Differences in the reconstruction kernel and slice thickness also influence image quality. We reconstructed CT images off-line. With this limitation, we only reconstructed images with a slice thickness of 0.6 mm. These images look ‘noisy’ compared to those with thicker slice thicknesses such as 0.75 mm. We cannot exactly match the FBP kernel “B26f” in the CT scanner either. In addition, CT numbers between the clinical images and those reconstructed off-scanner images vary, due to the variation of linear attenuation coefficients for corrections. This variation has a minimal effect on the current study to examine image quality since relatively equivalent brightness could be achieved. The variation in CT numbers can be addressed if the interior tomography reconstruction algorithm is applied in the CT scanner.
Our simple phantom study shows more than 10% dose reduction for a standard 32 cm PMMA CT body phantom. More radiation dose reduction would be expected for large size patients. As shown in Fig. 4, assuming a patient is scanned with a partial scan FOV (e.g., 50% of the full FOV in this example), radiation dose reduction for peripheral organs and other tissues can reach up to 50%, based on a Monte Carlo simulation (The GMctdospp program, Technische Hochschule Mittelhessen, Germany) with typical physical aspects of a CT scanner. The radiation dose reduction strongly depends on the scan FOV.

Monte Carlo based investigation of dose reduction capability with the active collimation. (a) and (b) are the CT images of the patient in which the area being irradiated at all angles are marked by red, and (c) and (d) are the dose map of the two cases, respectively. Note the substantial reduction of radiation dose to the peripheral organs. The color bar indicates the dose normalized by the maximum dose. Red indicates high dose while blue indicates low dose.
With interior tomography, active collimation can be readily employed in CT imaging to further reduce patient radiation and/or improve image quality.

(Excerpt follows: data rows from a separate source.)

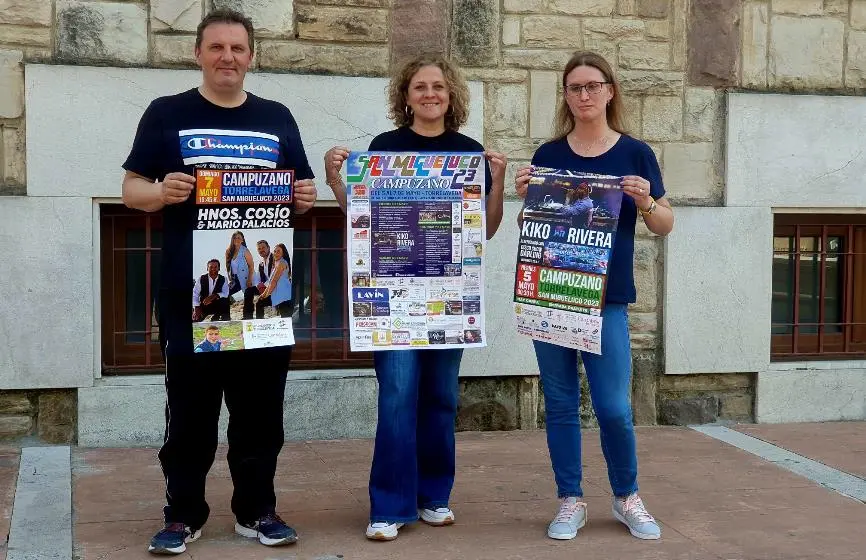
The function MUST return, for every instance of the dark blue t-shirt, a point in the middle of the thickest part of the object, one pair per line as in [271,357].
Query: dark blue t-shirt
[628,156]
[404,139]
[179,133]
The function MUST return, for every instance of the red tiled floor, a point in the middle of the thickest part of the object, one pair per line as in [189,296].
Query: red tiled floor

A practical example for the use of active collimation is CT imaging of obese patients. For obese patients, most adipose tissue is subcutaneous which is of less clinical relevance. However, this layer of adipose tissue significantly boosts the radiation dose during CT image procedures as well as degrades the image quality with increased scatter radiation. Other potential applications include cardiac imaging, which delivers the largest radiation dose to a patient of any single CT examination. The use of active collimation may also potentially reduce radiation dose to sensitive organs such as the breast.